Investigating Food Quality Evaluation: Complete Analysis of Aroma Compounds and Metabolites in Food

Importance of the Topic

Comprehensive profiling of aroma compounds and metabolites in food matrices such as sake is critical for evaluating product quality, authenticity and flavor attributes. The integration of gas chromatography–mass spectrometry fingerprinting with multivariate analysis provides objective and detailed insights that complement traditional sensory evaluation.

Goals and Study Overview

This study aimed to measure volatile aroma compounds and nonvolatile metabolites in three commercially available sake types (futsu-shu, junmai-shu and daiginjo-shu). By comparing the detected profiles and applying principal component analysis, the authors sought to distinguish among these sake categories and identify characteristic markers.

Methodology

• Aroma compound analysis: Headspace sampling with a trap tube (Tenax GR), using ultrapure water and 3-octanol as an internal standard. Samples were equilibrated with sodium chloride, then injected into a GCMS-TQ8040 for scan acquisition (m/z 35–350).
• Metabolite analysis: Extraction of metabolites from sake with ribitol as an internal standard, derivatization via methoxyamine hydrochloride/pyridine and MSTFA, followed by GC–MS in multiple reaction monitoring mode.

Instrumentation Used

• Shimadzu HS-20 headspace sampler (trap mode, Tenax GR trap tube)
• Shimadzu GCMS-TQ8040 triple quadrupole gas chromatograph–mass spectrometer
• GC columns: HP-INNOWax for volatiles and BPX5 for metabolites

Main Results and Discussion

Volatile profiling identified 78, 76 and 86 aroma compounds in futsu-shu, junmai-shu and daiginjo-shu respectively. PCA score plots achieved clear separation of the three sake types, and loading plots highlighted markers such as ethyl acetate, isobutanol and 3-methylbutyl acetate.
Metabolite profiling detected 147, 140 and 149 compounds in the same samples. PCA also distinguished the three categories, with characteristic metabolites including galactose-5TMS, mannose-meto-5TMS and trehalose-8TMS.

Benefits and Practical Applications

This comprehensive analytical approach enables objective quality classification, authenticity testing and consistency monitoring in sake production.

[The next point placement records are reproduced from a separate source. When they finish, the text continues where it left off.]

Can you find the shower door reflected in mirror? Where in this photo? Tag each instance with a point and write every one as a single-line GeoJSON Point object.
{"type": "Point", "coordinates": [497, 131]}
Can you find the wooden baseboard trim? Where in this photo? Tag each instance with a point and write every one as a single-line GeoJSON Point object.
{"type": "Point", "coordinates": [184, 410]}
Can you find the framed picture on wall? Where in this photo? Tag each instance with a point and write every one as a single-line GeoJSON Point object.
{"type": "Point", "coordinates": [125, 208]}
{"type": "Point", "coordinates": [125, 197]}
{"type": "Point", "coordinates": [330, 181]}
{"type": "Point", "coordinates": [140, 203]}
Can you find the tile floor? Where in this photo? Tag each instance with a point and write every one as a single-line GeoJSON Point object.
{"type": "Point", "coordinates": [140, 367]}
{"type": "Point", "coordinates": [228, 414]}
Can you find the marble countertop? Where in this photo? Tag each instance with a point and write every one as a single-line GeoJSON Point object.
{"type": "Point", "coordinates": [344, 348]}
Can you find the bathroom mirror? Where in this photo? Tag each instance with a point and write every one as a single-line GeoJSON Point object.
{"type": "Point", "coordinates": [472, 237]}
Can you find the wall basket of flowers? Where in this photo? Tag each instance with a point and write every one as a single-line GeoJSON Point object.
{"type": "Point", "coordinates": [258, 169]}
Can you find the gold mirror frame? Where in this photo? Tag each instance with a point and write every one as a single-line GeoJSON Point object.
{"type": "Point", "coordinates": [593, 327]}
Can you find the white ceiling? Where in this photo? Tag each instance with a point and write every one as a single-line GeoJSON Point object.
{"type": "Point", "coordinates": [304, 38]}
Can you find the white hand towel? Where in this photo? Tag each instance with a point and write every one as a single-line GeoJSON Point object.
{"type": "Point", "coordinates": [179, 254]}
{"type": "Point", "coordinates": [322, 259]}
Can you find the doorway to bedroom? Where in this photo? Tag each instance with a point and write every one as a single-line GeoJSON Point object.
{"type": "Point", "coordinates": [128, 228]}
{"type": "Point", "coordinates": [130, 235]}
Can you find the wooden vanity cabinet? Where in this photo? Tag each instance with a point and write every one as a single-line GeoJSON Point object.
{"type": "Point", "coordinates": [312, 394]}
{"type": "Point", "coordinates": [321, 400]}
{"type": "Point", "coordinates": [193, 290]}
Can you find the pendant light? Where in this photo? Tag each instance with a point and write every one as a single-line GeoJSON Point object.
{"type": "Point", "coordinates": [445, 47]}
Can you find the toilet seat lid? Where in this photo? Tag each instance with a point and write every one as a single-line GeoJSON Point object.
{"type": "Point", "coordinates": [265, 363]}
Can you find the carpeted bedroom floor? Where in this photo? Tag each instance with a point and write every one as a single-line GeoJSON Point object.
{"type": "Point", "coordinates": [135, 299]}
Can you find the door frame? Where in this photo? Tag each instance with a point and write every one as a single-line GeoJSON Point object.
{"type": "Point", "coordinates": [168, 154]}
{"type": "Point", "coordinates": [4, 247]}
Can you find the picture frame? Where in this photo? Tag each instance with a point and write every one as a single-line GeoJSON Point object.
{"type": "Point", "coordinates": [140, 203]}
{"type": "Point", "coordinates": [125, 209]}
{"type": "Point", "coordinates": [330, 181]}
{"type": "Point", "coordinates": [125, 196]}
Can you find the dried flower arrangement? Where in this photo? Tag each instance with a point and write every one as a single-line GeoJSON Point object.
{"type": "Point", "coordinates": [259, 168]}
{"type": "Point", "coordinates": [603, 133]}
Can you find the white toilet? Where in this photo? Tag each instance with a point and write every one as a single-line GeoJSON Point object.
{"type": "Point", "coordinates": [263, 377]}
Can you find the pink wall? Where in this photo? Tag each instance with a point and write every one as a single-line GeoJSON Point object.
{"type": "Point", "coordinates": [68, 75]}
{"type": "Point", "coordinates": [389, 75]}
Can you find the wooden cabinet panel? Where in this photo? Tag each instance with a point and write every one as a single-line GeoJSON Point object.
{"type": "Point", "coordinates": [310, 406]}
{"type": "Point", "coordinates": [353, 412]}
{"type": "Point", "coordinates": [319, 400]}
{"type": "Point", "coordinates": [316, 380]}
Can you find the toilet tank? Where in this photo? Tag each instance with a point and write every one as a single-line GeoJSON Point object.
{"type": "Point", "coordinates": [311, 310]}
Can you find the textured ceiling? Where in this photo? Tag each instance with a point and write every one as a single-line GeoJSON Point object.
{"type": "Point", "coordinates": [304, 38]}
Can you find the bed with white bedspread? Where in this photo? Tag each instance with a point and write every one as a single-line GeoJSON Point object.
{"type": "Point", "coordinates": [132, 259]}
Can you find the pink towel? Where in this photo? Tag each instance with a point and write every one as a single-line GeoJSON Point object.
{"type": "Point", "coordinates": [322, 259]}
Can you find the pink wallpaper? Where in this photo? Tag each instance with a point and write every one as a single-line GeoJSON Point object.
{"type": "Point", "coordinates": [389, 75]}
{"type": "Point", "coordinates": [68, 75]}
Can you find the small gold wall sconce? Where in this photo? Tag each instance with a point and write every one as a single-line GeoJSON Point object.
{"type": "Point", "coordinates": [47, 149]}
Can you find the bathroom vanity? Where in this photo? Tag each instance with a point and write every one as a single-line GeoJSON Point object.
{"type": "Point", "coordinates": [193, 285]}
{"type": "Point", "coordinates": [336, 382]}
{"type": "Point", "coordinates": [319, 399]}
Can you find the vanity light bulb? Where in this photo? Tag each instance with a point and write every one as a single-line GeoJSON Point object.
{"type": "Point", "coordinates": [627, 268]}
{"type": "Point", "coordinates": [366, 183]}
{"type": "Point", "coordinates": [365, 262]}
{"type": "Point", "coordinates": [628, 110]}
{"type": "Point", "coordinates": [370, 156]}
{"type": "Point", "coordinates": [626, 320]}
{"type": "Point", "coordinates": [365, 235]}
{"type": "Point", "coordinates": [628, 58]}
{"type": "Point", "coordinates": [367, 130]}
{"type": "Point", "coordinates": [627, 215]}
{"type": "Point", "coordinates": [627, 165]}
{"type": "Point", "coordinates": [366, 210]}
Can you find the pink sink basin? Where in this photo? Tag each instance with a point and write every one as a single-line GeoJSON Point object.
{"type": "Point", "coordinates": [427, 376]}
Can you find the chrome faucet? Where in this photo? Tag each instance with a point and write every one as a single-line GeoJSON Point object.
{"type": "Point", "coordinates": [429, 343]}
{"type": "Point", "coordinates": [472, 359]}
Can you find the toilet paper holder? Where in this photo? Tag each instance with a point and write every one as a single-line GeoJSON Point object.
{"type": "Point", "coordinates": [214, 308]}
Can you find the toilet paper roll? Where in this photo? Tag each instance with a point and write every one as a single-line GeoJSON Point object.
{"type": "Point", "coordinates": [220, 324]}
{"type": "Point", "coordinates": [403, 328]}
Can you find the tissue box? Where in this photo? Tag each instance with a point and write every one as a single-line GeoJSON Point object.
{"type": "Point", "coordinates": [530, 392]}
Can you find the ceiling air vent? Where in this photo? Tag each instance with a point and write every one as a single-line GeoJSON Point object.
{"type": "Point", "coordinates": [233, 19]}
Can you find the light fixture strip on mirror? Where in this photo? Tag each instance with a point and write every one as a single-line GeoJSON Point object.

It complements sensory panels and offers reproducible data for process control.

Future Trends and Opportunities

Advances in high-resolution mass spectrometry, expanded metabolite libraries and machine learning–driven data analysis promise enhanced non-targeted profiling. Real-time monitoring and integration into smart manufacturing processes are emerging possibilities.

Conclusion

The combined GC–MS profiling and multivariate analysis method successfully differentiated sake types and identified key aroma and metabolite markers. This strategy enhances routine quality evaluation and supports deeper insights into fermentation-derived compounds.

References

• Mimura N, Isogai A, Iwashita K, Bamba T, Fukusaki E. Gas chromatography/mass spectrometry based component profiling and quality prediction for Japanese sake. J Biosci Bioeng. 2014;118(4):406–414.